Estes são alguns trechos de uma reportagem de Chico Otávio publicada na edição de 15 de maio de 2016 do jornal O Globo.
"Buscava, no convidado estrangeiro, a resposta a uma pergunta do filho Joaquim, de 11 anos, que quis saber o que era ética.", diz o jornalista Chico Otávio referindo-se a Luciano Huck. É auspicioso constatar que uma criança de 11 anos interesse-se em saber o que é ética; é lamentável que a resposta para sua pergunta precisasse vir de tão longe, e que não lhe pudesse ser dada por seu próprio pai! É animador ler que, na busca da resposta para o filho, Huck, conforme é dito na reportagem, tenha aprendido uma lição. Qual é a lição? "Que só conseguiremos ressignificar a palavra 'política' e corrigir os desvios de conduta no dia a dia se tivermos cidadãos mais conscientes de que pensar em todos é melhor do que pensar em si." "Pensar em todos é melhor do que pensar em si."! Para quem já foi multado por ter usado uma cerca de boias para criar uma praia pensando apenas em si, se tal lição tiver sido realmente aprendida, a mudança será algo bastante louvável. Porém, acreditar em tal mudança é algo bastante difícil diante do deplorável histórico do apresentador.
Alguém percebeu que na descrição apresentada imediatamente acima foi excluída a primeira frase de Huck? Qual é a frase? "Temos que ensinar aos nossos filhos os fundamentos da ética.". Por que fiz isso?

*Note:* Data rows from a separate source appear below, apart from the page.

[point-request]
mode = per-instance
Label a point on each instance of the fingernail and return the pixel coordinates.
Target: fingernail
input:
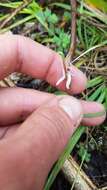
(72, 107)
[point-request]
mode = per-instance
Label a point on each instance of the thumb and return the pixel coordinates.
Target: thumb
(40, 140)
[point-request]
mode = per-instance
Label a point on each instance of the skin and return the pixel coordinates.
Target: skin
(34, 129)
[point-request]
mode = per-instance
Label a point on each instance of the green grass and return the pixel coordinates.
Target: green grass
(90, 38)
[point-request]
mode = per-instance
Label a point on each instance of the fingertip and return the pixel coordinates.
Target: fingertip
(97, 111)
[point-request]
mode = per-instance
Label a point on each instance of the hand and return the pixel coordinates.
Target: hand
(35, 126)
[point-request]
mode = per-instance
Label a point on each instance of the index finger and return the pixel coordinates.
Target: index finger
(23, 55)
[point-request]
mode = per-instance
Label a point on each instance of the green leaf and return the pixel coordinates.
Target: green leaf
(73, 140)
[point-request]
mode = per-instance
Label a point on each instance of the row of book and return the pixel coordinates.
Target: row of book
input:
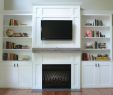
(12, 45)
(92, 33)
(95, 45)
(99, 57)
(96, 22)
(10, 56)
(13, 22)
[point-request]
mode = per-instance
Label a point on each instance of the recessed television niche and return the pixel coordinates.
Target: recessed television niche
(56, 30)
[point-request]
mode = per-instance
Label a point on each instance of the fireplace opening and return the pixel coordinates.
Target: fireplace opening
(56, 76)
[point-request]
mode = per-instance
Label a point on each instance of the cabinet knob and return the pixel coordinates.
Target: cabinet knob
(95, 65)
(17, 65)
(98, 65)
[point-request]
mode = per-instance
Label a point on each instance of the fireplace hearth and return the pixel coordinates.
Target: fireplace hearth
(56, 76)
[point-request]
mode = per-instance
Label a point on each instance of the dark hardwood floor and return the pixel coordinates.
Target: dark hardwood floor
(105, 91)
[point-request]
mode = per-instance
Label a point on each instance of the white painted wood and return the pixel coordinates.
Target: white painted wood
(25, 74)
(9, 75)
(96, 74)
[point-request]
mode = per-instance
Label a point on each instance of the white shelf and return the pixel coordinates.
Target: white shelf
(95, 27)
(18, 26)
(95, 38)
(17, 37)
(17, 49)
(96, 50)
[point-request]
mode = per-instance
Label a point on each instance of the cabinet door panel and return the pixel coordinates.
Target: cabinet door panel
(105, 75)
(25, 75)
(9, 76)
(89, 75)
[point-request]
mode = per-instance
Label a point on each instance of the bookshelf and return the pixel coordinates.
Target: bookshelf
(96, 37)
(17, 36)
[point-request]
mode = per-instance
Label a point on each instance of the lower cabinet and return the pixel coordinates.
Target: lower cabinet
(9, 76)
(16, 75)
(96, 74)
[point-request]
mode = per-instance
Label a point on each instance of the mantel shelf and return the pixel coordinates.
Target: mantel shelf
(55, 49)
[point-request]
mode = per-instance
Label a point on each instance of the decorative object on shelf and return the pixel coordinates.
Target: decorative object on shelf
(23, 57)
(12, 45)
(9, 32)
(98, 57)
(13, 22)
(95, 45)
(10, 56)
(93, 33)
(12, 33)
(96, 22)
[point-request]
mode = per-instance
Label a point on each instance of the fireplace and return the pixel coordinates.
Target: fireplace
(56, 76)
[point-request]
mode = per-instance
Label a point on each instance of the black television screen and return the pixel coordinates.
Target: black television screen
(56, 29)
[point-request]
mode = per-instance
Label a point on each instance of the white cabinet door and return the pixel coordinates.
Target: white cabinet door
(9, 76)
(25, 75)
(96, 74)
(89, 75)
(105, 72)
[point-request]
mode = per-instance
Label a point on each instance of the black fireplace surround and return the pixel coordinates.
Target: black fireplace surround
(56, 76)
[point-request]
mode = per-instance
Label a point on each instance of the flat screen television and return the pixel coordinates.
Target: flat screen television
(56, 29)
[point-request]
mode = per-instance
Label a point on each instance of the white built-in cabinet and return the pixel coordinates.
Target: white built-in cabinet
(16, 75)
(96, 74)
(96, 34)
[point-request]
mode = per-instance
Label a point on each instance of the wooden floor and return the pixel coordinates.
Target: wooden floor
(82, 92)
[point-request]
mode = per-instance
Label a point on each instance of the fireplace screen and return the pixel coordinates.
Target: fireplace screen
(56, 76)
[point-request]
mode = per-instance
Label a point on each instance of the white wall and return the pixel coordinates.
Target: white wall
(85, 4)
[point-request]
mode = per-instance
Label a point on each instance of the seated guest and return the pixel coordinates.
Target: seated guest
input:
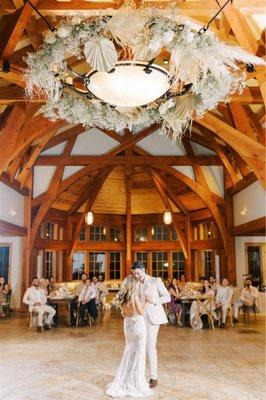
(213, 284)
(182, 282)
(2, 282)
(36, 299)
(102, 289)
(249, 297)
(4, 289)
(81, 285)
(224, 298)
(175, 305)
(44, 283)
(167, 283)
(87, 301)
(51, 287)
(196, 309)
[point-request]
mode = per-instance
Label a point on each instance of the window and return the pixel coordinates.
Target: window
(78, 264)
(178, 264)
(48, 264)
(174, 234)
(115, 235)
(97, 233)
(97, 263)
(82, 235)
(49, 230)
(160, 264)
(254, 264)
(4, 261)
(208, 263)
(159, 232)
(141, 235)
(115, 265)
(208, 231)
(143, 257)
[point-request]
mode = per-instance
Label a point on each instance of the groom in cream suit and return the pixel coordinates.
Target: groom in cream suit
(152, 290)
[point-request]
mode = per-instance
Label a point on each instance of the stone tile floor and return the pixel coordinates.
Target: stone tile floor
(77, 363)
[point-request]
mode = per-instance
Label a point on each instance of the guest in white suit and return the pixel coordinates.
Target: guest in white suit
(35, 298)
(224, 298)
(153, 291)
(249, 297)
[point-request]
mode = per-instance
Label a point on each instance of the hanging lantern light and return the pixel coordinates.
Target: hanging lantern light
(89, 218)
(167, 217)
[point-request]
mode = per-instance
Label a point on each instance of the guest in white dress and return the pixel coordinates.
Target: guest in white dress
(224, 299)
(195, 309)
(249, 298)
(130, 377)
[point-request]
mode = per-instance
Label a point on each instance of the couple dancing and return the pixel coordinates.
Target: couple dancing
(140, 300)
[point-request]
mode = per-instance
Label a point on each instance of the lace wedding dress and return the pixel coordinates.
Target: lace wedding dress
(130, 378)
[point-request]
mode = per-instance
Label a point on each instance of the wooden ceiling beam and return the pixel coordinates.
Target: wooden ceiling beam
(98, 182)
(14, 184)
(207, 196)
(64, 136)
(250, 150)
(50, 194)
(176, 224)
(170, 193)
(240, 27)
(22, 177)
(127, 159)
(14, 29)
(199, 175)
(90, 189)
(8, 229)
(192, 8)
(243, 122)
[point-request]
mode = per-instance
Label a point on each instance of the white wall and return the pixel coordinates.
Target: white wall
(11, 201)
(11, 205)
(249, 204)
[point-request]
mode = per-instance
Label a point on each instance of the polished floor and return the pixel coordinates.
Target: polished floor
(77, 363)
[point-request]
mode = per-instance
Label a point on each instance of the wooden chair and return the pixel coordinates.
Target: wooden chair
(32, 319)
(229, 314)
(87, 319)
(6, 304)
(205, 308)
(247, 310)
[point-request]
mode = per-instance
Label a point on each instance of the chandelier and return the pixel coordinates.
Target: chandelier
(118, 78)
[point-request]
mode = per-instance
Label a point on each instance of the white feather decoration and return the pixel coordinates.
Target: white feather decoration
(100, 53)
(125, 25)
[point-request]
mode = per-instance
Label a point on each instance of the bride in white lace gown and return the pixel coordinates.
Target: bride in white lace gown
(130, 377)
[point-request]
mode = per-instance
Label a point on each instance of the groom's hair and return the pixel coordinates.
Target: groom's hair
(137, 264)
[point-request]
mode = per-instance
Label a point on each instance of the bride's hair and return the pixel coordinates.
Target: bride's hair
(126, 292)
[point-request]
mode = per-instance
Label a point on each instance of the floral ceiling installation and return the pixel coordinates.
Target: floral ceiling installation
(203, 71)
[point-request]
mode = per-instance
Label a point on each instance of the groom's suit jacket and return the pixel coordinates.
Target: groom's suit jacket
(154, 290)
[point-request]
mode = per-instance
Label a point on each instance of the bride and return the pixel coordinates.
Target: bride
(130, 377)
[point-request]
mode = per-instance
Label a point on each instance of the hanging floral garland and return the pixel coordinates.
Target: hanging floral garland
(199, 60)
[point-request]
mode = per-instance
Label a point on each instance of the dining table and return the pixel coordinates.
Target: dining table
(67, 302)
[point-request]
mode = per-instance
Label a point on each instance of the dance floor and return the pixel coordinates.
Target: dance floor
(77, 363)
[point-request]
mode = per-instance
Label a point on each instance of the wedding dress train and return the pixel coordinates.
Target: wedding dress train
(130, 378)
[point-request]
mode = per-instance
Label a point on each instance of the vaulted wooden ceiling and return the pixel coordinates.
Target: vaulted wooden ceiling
(182, 177)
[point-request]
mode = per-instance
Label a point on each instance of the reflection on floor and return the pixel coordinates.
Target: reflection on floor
(77, 363)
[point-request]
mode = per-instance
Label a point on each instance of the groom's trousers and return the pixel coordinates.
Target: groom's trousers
(152, 332)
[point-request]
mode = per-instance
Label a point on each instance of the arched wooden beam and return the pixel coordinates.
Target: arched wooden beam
(176, 224)
(50, 195)
(252, 152)
(205, 194)
(22, 177)
(96, 186)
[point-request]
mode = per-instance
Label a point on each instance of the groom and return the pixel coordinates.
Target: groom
(155, 293)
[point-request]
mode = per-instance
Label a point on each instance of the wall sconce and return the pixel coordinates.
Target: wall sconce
(89, 218)
(167, 217)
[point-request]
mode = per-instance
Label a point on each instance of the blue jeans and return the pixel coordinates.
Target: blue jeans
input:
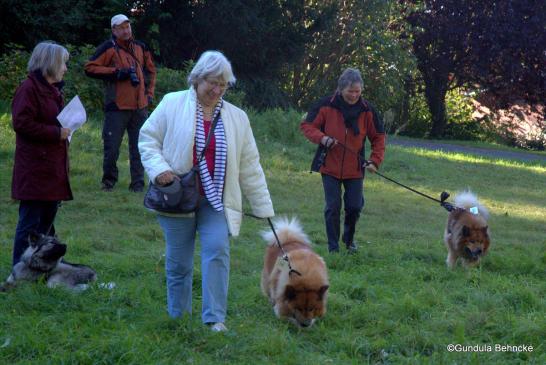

Porque nessa história de "ensinar os fundamentos da ética", no caso de Luciano Huck e de seu filho Joaquim, o meu entendimento é que o mais correto seria aparecer uma frase de Joaquim dizendo: "Tenho que ensinar ao meu pai os fundamentos da ética.". Afinal, não foi movido pela busca de uma resposta a uma pergunta do filho que Huck descobriu o que é ética? Aliás, eis outra coisa cuja veracidade é difícil de acreditar. Comentando com algumas pessoas sobre esta reportagem ouvi algo mais ou menos assim: dizer que essa edição do programa foi motivada por uma pergunta do filho de Huck é mais uma história inventada pelos elaboradores do programa.
"Uma das maneiras de se aprofundar a democracia é reduzir o poder corruptor do dinheiro em campanhas políticas por meio de leis mais fortes que regem financiamento de campanha, algo que não conseguimos fazer nos EUA.", eis algumas atribuídas a Michael Sandel na reportagem de Chico Otávio. Os grifos que, no meu entender, as tornam preocupantes, são meus. Porque as vejo como preocupantes? Porque se naquele país, que se autodenomina um modelo de democracia, reduzir o poder corruptor do dinheiro em campanhas políticas é algo que não se conseguiu fazer, será que é neste, que em tudo procura imitá-lo (afinal é um país modelo!), que tal façanha será conseguida? O que vocês acham?
Realmente, como diz Joseph Klimber, "A vida é uma caixinha de surpresas"! Quem diria que algum dia eu faria divulgação do programa de Luciano Huck? Apesar dos questionamentos feitos sobre a veracidade de algumas coisas ditas na reportagem, estou propenso a assistir tal edição do programa, pois creio que assistir Michael Sandel seja algo que vale a pena, independentemente do lugar em que ele se apresente. O Caldeirão com Michael Sandel vai ao ar no dia 4 de junho.